Descriptive Statistics: Mean (Average), Variance, and Standard Deviation

If you want to describe your data with just a single number, the best and most meaningful for summary statistic many data sets is the arithmetic mean. The mean ($\bar{x}$, pronounced "x bar") of a set of values ($N$) is defined as:

$$\bar{x} = \frac{1}{N}\sum_{i=1}^N x_i = \frac{x_1+x_2+\cdots +x_N}{N} \hspace{25 mm} (1)$$

In order to assess the precision of your data, however, we need a number to express the spread (or dispersion) of the data about the mean. For a finite population (see note above), this is given by the variance of x:

$$V(x)=\frac{1}{N}\sum_{i=1}^N(x_i-\overline{x})^2 \hspace{35 mm}(2)$$

which gives how much x varies from its mean value . The disadvantage of the above equation is that we must know the mean ahead of time to calculate the standard deviation.
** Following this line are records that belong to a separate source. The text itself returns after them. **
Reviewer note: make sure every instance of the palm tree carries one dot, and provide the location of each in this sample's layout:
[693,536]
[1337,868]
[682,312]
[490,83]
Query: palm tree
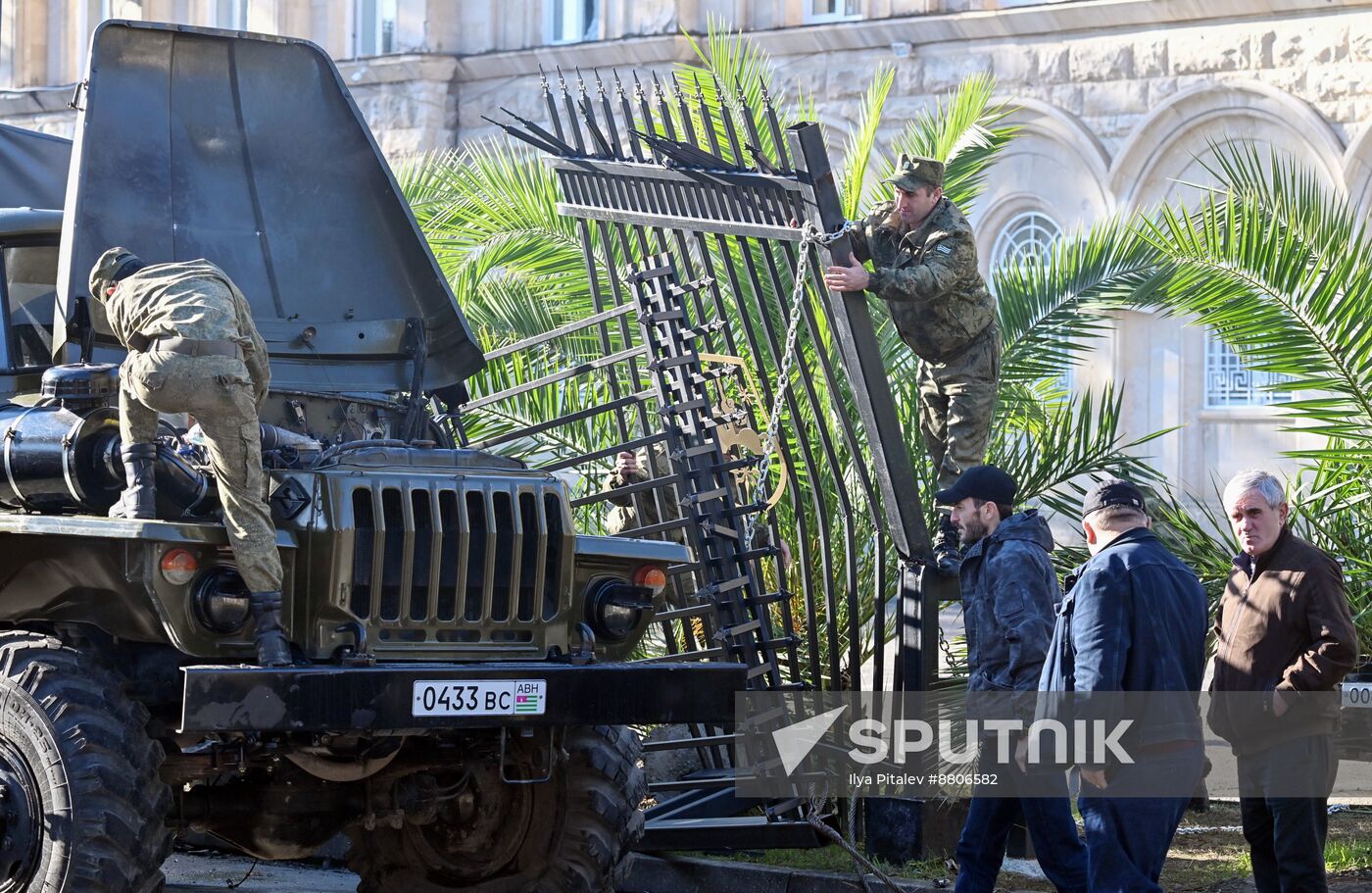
[518,271]
[1280,268]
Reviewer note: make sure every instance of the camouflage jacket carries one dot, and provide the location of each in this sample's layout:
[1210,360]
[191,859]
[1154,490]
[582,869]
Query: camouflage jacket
[189,299]
[634,511]
[928,278]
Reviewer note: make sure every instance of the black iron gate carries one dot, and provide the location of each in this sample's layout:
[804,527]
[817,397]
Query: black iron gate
[695,213]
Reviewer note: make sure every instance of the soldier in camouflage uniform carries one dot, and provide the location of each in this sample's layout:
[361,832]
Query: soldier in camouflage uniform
[626,515]
[194,349]
[925,269]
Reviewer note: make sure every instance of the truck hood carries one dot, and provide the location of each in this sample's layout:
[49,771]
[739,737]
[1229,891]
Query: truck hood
[249,151]
[33,168]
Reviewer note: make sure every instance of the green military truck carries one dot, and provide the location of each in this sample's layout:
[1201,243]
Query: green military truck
[462,696]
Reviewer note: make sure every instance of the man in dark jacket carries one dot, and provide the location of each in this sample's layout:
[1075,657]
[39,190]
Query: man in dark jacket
[1134,619]
[1008,593]
[925,268]
[1285,639]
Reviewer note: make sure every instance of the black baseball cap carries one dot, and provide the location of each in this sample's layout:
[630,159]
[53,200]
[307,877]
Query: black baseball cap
[980,481]
[1113,491]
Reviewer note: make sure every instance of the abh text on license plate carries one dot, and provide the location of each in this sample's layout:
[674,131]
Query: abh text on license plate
[504,697]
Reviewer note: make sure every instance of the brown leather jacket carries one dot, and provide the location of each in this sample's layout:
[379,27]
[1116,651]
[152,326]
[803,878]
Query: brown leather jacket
[1282,624]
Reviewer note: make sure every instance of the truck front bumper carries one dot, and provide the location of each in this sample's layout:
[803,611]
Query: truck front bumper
[384,698]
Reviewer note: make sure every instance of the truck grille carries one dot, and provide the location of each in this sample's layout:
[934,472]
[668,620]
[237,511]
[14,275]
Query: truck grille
[457,564]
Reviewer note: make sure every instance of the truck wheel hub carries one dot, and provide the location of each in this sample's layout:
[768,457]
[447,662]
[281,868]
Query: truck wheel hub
[479,830]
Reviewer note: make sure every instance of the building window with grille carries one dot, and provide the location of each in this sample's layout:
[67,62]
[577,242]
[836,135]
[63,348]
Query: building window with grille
[1028,239]
[230,14]
[832,10]
[572,21]
[373,27]
[1230,384]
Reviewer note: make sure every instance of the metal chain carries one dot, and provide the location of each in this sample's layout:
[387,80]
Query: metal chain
[809,236]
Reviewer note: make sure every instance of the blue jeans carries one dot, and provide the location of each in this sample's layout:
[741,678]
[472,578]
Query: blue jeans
[981,847]
[1128,835]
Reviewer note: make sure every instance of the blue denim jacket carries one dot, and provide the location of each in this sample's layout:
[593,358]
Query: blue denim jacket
[1008,593]
[1134,619]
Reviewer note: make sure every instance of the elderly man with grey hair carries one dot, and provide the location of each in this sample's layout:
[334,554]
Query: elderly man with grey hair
[1283,631]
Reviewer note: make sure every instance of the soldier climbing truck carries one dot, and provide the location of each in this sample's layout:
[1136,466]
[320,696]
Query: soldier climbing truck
[460,696]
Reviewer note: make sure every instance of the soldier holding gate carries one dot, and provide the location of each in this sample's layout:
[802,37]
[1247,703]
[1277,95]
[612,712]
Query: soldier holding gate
[925,269]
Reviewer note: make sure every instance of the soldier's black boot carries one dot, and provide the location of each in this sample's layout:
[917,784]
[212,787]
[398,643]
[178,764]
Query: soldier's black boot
[273,649]
[139,498]
[947,548]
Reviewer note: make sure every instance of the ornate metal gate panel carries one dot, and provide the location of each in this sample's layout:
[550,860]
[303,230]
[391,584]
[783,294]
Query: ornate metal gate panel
[695,217]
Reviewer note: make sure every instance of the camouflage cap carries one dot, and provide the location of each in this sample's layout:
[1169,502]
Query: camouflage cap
[914,174]
[105,271]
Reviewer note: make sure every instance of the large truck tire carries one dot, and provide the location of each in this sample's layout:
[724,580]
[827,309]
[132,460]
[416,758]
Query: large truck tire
[568,834]
[82,807]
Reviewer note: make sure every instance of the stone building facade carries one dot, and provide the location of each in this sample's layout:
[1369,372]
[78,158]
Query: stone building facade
[1118,102]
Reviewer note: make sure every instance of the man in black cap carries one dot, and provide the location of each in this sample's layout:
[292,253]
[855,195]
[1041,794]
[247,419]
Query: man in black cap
[1008,591]
[1134,619]
[923,261]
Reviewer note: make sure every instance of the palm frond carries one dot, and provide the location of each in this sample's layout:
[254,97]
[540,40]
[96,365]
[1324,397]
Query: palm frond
[853,178]
[1280,268]
[1053,312]
[964,132]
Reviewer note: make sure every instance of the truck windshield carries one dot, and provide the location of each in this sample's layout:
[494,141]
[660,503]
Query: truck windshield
[30,274]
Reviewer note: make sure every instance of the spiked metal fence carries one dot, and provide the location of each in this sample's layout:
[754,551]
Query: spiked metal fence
[695,216]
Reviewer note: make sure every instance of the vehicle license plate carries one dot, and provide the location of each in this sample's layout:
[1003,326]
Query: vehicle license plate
[1357,694]
[504,697]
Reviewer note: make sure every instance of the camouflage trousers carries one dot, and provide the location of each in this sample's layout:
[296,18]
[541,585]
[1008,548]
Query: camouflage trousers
[220,394]
[956,399]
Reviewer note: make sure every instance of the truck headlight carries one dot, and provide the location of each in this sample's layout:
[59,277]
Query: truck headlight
[220,603]
[614,608]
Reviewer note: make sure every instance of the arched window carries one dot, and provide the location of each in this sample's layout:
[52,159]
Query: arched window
[1228,383]
[1025,239]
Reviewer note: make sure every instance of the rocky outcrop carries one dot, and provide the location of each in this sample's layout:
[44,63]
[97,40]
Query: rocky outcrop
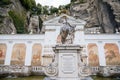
[6,22]
[99,13]
[15,19]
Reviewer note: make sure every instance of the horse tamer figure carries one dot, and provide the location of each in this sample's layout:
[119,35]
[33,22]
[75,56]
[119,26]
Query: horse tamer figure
[67,33]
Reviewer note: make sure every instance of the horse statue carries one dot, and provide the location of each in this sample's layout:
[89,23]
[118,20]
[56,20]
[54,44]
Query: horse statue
[67,33]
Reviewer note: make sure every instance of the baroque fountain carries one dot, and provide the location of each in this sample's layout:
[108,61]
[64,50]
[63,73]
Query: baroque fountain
[69,61]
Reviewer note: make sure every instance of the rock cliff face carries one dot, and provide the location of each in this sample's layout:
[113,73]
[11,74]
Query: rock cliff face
[99,13]
[6,23]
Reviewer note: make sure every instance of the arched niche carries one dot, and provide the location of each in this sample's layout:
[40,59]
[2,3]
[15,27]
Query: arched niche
[3,49]
[18,54]
[93,59]
[36,54]
[112,55]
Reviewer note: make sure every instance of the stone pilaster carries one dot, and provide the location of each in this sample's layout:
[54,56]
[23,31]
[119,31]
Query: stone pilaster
[28,56]
[101,54]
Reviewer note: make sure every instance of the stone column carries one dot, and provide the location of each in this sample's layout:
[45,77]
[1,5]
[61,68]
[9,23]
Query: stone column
[28,56]
[118,46]
[101,54]
[8,53]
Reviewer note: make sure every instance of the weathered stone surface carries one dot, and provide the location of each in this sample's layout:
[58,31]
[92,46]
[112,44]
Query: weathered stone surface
[99,13]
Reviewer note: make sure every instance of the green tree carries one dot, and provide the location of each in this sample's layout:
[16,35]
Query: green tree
[19,22]
[28,4]
[39,8]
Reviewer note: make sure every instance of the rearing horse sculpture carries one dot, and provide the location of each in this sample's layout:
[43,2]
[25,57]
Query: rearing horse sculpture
[67,33]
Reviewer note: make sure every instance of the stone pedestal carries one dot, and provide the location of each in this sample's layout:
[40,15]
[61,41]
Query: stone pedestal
[67,64]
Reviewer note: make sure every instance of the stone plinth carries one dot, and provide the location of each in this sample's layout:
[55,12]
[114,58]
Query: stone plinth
[67,64]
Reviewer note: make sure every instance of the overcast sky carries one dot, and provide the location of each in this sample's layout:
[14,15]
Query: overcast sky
[54,3]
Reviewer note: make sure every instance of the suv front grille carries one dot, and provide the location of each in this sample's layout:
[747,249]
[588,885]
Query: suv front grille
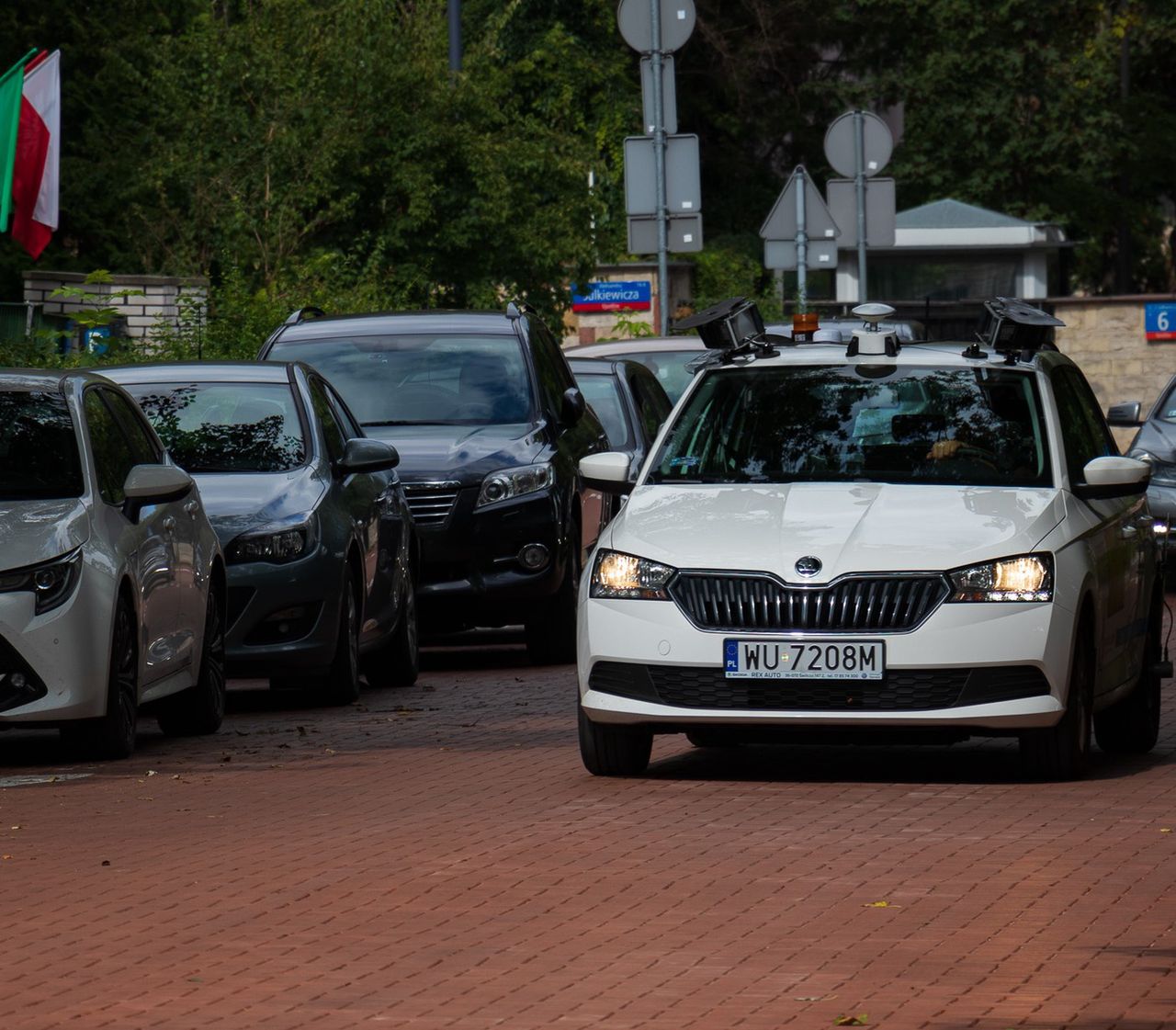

It can be shown, however, that equation 2 is equivalent to the mean square minus the square of the mean:

$$V(x)=\frac{1}{N}\sum_{i=1}^Nx_i^2 -\left(\frac{1}{N}\sum_{i=1}^Nx_i\right)^2 \hspace{25 mm}(3)$$

or: $$V(x) = \overline{x^2} - \overline{x}^2 \hspace{50 mm}(4)$$

This relationship allows one to calculate the variance and the mean simultaneously. The root mean squared deviation is called the standard deviation and is given the symbol σ. It is simply the square root of the variance: $$\sigma = \sqrt{V(x)} = \sqrt{\overline{x^2} - \overline{x}^2} \hspace{35 mm}(5)$$

Pre-Activity Questions

The temperature of a solution was recorded at 1 minute intervals for 10 minutes resulting in the following values (Kelvin) [305.158, 308.644, 304.479, 303.238, 316.673, 297.346, 310.036, 302.258, 305.534, 311.674]. Using this temperature data:

1. illustrate that Equation 2 and Equation 3 give the same value for the variance.

2. identify the mean and standard deviation corresponding to these temperature readings.